On our journey to discover all the "particular churches" in Tuscany, we've arrived at the territory administered by the Dioceses of Siena and Montepulciano-Chiusi-Pienza with the addition of Monte Oliveto Maggiore Monastery. The territorial religious organisation (which we cannot help but follow in an effort to map the more than 40 "Holy Doors" open throughout the region) offers sometimes surprises but, judging by the beauty of religious buildings on show, never disappoints.
In regards to Siena's religious buildings, we must start with the Cathedral of the City of the Palio, one of the most beautiful churches in the world. There is no news of the basilica, a true example of Romanesque-Gothic-Italian style, before 1226, when the Republic of Siena began recording costs and contracts related to the construction of the Cathedral, which probably began in the mid-twelfth century on the ruins of an existing structure, a temple dedicated to Minerva.
The present temple is raised by a platform and divided into a Latin cross with three naves and a dome at the intersection of the arms. The aisles are divided by pillars with a transect split in two. The transept cross consists of a hexagonal dome topped by an audacious dodecagonal cupola (among the largest of the era). The whole internal structure is dominated by two colours, white and black, the emblematic colours of the city. Among the many works of great medieval and Renaissance artists, we'll only mention the largest and most amazing: the marble floor, one-of-a-kind for its richness of invention, breadth and the importance of its collaborators. Divided into 56 panels, it shows representations from the uniform design themes of the Revelation. The oldest panels are from the late fourteenth century, the latest from the nineteenth century. Among those who worked over the centuries were Francesco di Giorgio, Pinturicchio, Sassetta, Neroccio Bartolomeo de 'Landi, Antonio Federighi, Urbano da Cortona and, above all, Domenico Beccafumi, who created some 35 scenes, reinventing the genre.

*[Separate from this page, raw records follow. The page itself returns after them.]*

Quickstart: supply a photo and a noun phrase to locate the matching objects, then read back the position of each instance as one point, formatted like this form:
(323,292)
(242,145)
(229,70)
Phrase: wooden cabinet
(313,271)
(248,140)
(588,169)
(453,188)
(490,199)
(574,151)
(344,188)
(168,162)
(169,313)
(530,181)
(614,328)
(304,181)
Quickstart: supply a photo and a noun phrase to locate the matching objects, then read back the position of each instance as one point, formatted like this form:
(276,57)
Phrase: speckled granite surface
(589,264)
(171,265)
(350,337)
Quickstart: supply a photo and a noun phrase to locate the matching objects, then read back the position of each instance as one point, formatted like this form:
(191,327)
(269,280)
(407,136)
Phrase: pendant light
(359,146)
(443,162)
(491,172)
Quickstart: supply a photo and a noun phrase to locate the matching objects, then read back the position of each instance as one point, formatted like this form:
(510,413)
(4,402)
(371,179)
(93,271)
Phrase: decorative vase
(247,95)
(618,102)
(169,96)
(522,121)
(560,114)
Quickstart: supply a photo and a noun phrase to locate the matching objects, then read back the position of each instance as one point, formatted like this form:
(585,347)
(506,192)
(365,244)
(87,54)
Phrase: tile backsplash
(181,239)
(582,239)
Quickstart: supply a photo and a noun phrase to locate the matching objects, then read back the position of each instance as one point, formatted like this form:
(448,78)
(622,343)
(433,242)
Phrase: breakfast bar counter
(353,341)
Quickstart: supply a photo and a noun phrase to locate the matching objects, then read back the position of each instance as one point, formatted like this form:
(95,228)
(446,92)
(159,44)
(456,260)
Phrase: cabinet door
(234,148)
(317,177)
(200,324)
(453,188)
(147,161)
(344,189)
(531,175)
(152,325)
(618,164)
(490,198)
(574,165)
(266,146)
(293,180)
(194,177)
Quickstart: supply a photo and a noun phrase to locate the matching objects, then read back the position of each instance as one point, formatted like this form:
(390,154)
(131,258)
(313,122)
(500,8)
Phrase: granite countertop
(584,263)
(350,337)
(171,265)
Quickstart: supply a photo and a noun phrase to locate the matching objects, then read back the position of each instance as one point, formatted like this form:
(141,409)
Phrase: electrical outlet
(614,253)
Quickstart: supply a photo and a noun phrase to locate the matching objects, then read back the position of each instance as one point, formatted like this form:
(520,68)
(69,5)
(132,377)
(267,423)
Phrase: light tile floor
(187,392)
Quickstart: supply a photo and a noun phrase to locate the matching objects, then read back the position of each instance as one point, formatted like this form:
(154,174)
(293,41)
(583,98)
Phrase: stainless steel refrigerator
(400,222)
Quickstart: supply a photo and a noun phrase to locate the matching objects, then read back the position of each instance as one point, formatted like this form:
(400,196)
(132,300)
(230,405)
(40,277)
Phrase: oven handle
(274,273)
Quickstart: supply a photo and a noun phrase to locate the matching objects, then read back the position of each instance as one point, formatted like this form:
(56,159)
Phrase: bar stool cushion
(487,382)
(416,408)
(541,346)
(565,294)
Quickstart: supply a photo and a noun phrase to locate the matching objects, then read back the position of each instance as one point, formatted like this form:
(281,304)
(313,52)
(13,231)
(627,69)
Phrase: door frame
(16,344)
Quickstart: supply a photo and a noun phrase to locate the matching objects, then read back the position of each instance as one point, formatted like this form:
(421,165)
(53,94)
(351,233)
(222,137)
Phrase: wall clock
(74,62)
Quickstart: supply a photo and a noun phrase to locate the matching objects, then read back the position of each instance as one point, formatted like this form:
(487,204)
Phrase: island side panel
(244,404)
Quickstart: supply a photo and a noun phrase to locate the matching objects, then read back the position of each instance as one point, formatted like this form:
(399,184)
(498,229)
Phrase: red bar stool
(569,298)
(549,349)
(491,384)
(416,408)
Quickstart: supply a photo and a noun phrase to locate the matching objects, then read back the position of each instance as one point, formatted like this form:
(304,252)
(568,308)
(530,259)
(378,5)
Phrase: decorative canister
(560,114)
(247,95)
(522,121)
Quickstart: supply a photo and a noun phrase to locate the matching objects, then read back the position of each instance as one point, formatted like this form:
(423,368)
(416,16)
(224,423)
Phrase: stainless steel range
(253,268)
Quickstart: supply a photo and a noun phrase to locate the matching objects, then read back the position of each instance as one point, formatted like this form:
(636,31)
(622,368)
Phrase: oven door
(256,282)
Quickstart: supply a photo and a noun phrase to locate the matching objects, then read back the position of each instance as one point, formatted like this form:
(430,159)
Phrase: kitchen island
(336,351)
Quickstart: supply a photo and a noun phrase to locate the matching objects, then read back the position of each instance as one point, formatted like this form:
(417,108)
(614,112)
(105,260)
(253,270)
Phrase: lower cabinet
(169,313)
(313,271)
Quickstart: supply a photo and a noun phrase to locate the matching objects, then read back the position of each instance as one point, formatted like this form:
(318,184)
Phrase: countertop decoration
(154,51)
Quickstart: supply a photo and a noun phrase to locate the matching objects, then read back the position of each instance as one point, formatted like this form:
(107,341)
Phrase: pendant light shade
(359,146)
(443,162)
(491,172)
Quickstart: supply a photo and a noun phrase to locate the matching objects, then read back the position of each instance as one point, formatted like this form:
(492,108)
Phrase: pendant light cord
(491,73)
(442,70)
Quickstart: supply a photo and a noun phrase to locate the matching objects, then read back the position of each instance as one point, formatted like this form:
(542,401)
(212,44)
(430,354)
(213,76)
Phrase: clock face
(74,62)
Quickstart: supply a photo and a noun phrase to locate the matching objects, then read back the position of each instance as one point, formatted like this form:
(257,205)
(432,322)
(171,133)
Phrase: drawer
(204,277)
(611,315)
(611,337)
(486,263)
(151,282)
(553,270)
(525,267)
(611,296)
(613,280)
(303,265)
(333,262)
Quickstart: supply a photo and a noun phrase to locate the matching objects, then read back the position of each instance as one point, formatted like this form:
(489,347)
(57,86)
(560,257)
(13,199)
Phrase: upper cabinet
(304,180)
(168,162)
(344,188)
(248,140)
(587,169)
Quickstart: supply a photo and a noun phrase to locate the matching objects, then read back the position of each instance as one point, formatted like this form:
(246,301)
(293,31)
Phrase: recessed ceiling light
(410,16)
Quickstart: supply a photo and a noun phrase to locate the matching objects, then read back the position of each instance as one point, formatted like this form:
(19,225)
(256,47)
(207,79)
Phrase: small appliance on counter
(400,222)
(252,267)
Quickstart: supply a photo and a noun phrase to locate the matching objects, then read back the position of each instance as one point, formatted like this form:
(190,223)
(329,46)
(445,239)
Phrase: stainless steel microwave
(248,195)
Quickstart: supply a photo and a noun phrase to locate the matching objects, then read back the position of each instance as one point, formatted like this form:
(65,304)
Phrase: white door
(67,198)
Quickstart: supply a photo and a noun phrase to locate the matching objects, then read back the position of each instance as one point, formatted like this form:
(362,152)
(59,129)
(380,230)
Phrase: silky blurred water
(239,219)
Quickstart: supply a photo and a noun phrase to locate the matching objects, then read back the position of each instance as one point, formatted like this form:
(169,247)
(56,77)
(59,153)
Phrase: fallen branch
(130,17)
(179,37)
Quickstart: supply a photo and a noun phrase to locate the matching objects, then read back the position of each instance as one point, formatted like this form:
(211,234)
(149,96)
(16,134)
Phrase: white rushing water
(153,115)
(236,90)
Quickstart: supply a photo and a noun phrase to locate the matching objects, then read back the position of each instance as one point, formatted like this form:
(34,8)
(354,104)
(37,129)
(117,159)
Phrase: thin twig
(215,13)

But the cathedral is not the only Jubilee church in the Siena area, there are another two small religious structures. The first is the Sanctuary of Santa Maria in Pancole, which is located along the Via Francigena and just five kilometres from San Gimignano. The small temple was founded after the discovery of a miraculous icon of the Virgin, painted towards the end of '400, by a mute young shepherdess called Bartolomea Ghini. It is said that the girl, in 1668, was particularly sad about her family's poverty and leading the flock to pasture began to cry. A beautiful woman appeared before her and asked why she was so sad. When Bartolomea replied, the woman reassured her and told her to go home where she would find the pantry full of bread, a full cruet and swollen barrels of wine. Bartolomea realised who she had spoken to and ran home calling loudly for her parents, who were amazed to hear their daughter speak and see the full pantry. All the villagers went to the pasture where the girl claimed to have seen the mysterious lady but found only a heap of brambles. The villagers removed the plants, which hid the shrine with the image which portrayed, according Bartolomea, the woman she had met. When removing the brambles, the icon was scratched by a sickle, the sign of which is still visible.

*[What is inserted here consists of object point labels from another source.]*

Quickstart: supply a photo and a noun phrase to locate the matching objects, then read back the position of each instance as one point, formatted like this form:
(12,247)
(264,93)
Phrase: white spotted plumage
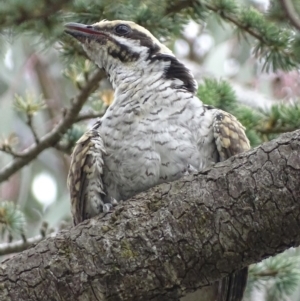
(156,130)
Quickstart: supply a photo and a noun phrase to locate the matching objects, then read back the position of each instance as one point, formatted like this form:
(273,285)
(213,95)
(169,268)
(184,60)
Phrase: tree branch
(291,13)
(172,239)
(55,134)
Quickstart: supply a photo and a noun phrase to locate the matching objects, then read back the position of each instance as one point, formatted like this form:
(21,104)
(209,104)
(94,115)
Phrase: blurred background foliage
(245,55)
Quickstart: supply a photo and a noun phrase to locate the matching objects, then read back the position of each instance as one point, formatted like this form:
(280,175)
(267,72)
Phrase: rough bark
(172,239)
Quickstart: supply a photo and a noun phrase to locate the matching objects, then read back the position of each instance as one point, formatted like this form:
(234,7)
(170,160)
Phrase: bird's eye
(122,29)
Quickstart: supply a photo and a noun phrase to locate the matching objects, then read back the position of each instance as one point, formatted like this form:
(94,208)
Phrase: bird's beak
(81,30)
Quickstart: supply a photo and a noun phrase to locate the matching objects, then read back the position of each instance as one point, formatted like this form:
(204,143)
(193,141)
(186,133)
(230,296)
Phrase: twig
(20,245)
(30,124)
(290,12)
(55,134)
(91,115)
(43,13)
(9,151)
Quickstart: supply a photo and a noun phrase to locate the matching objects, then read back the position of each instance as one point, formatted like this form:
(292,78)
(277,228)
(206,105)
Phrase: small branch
(91,115)
(11,152)
(30,124)
(55,134)
(174,238)
(21,245)
(42,12)
(290,12)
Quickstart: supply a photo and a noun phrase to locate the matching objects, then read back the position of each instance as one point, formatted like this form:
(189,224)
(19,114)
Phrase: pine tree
(231,46)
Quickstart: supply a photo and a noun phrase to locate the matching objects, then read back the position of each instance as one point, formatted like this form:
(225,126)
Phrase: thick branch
(174,238)
(55,134)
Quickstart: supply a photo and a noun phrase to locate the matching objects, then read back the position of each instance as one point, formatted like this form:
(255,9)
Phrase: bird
(156,130)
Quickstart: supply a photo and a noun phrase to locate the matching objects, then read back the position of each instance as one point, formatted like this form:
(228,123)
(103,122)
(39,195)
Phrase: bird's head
(125,46)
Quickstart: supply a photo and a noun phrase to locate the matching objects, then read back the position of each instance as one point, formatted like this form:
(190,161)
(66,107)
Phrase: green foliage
(29,104)
(261,125)
(39,24)
(12,219)
(276,276)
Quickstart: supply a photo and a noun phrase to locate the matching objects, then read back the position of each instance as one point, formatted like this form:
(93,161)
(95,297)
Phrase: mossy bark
(173,238)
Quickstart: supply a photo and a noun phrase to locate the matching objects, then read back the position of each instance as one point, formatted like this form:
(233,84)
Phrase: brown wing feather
(230,139)
(85,176)
(229,135)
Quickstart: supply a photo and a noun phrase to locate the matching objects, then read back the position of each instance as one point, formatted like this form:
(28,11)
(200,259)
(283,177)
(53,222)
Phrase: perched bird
(156,130)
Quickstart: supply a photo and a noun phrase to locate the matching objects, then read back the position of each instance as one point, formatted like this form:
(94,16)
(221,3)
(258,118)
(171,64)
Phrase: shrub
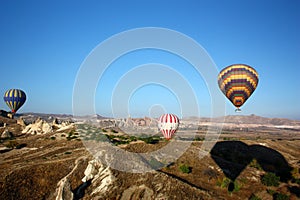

The last "Holy Door" in the Diocese of Siena is located in Montalcino and is the Church of the Madonna del Soccorso.
We continue to discover the places of redemption Jubilee with Montepulciano Cathedral, which was built in '500 over an ancient church and overlooking ones of the most beautiful squares in Italy. The only surviving structure of the previous building is the massive 14th-century bell tower, whose top was never completed. The facade is also unfinished. Inside the basilica, we see Florentine architectural ancestry, austere and elegant thanks to the empty surfaces on the plaster walls that alternate with bands of stone blocks. The layout is a Latin cross and is divided into three naves by massive pillars that support round arches. Next to a pillar to the right is the pulpit supported by Ionic columns.
We conclude with Monte Oliveto Maggiore Monastery, the last "particular churches" chosen in this part of the region. The history of the monastery began in Siena around 1313, when Giovanni de 'Tolomei, a brilliant 40-year-old from a noble family, along with Patrizio Patrizi, Ambrogio Piccolomini and some other associates, decided to break with "normal" life. They decided to retire and chose, as a place of meditation, a remote possession of the Tolomei family located 30 kilometres from Siena. Here they lived years of semi-ascetic life until in 1319. Not to be confused with the various heretical sects of friars that abounded in the peninsula, they were recognised as a congregation by the "belligerent" bishop of Arezzo Guido Tarlati Pietramala. The new congregation decided to belong to the Order of the Benedictines, following the rule known as "ora et labora". Even today, a visit to the monastery is punctuated by traditional monastic life with a strict schedule, which is announced by the unmistakable sound of a bell.